Now the interesting thing is that this sort of "reading of geometric forms" seems to always go hand in hand with rationality, thought and study. It's not something that just falls from the sky, so to speak. It sort of runs in parallel with our own efforts, with our own discernment and knowledge, which acts like a springboard to those perceptions of a higher order. Sort of like a rational feeling that orders thought, but thought must be there in the first place!

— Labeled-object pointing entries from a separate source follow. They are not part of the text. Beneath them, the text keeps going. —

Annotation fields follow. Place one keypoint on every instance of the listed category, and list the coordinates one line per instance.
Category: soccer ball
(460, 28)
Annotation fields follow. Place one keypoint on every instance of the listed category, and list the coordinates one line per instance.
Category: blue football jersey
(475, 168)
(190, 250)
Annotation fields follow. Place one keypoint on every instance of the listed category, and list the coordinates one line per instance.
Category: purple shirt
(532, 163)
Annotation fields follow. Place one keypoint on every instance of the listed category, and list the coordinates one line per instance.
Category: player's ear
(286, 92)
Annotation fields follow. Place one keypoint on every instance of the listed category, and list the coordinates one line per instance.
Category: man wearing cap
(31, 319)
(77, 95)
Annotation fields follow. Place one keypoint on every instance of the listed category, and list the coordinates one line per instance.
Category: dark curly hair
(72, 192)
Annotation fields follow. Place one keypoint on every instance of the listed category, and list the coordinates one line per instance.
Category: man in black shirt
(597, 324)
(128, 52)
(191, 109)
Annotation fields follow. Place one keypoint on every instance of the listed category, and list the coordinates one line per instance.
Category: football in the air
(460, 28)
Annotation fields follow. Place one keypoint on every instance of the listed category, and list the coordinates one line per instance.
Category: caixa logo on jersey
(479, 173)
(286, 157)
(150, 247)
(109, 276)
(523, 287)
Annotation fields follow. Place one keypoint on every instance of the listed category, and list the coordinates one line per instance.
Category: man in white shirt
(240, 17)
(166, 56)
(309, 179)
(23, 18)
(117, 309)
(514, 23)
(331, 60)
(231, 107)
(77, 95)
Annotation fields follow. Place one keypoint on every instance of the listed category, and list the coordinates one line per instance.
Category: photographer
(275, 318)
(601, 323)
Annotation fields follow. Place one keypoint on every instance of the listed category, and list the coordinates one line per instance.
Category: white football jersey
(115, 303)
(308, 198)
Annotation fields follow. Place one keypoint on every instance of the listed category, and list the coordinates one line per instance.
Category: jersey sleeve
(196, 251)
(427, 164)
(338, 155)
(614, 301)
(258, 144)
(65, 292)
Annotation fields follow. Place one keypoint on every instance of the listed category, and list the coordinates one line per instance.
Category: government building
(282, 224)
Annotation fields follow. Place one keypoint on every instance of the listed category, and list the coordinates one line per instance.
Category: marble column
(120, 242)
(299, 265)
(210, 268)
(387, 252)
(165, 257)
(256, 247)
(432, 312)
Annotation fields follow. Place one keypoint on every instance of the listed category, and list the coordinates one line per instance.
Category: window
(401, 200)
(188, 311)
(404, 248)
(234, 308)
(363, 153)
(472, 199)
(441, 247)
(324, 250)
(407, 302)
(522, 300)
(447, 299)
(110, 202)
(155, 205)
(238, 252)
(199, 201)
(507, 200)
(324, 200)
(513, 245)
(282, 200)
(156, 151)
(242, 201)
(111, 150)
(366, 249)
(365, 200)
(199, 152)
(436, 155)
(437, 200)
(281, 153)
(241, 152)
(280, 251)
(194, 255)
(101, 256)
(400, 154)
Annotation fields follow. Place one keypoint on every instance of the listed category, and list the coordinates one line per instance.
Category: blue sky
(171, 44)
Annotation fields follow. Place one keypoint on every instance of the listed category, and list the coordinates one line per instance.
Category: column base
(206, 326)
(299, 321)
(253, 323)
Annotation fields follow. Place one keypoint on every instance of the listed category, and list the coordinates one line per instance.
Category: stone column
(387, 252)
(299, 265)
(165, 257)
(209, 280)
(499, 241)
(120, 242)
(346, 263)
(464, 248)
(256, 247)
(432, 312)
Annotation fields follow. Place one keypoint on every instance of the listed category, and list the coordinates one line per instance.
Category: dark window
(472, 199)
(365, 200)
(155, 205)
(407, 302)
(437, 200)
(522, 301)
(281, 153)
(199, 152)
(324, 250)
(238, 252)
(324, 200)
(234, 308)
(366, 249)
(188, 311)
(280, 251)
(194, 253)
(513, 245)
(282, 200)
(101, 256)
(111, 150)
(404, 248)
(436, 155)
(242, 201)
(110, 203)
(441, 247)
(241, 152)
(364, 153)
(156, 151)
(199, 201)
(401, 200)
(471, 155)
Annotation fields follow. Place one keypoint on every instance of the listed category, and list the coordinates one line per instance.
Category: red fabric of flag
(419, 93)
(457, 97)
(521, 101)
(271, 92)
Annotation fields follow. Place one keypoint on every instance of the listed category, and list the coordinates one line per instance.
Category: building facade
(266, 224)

As an analogy, think of a monkey observing humans in a forest. If it is really smart, it might discern some of the humans' language. Like maybe one human says "attention, tree down" before cutting a tree, and then a tree falls down. Or he says "Let's go home now", and the humans go away. The monkey might eventually be able to hear the difference between those two "sounds", but to the monkey, it's like "grunt A" vs. "grunt B". It doesn't understand the language, it just figured out that these 2 sentences sound kind of different. This is sort of where we're at when we study history and the present reality - we discern certain patterns, come to certain conclusions, and so on. We hear "grunt A" and "grunt B" of the cosmic language. But eventually, we might be able to learn the language, and understand it directly. This then would be the quantum leap of evolution, just as it would be for the monkey to actually understand the language, its words and grammar, as opposed to a few different grunts.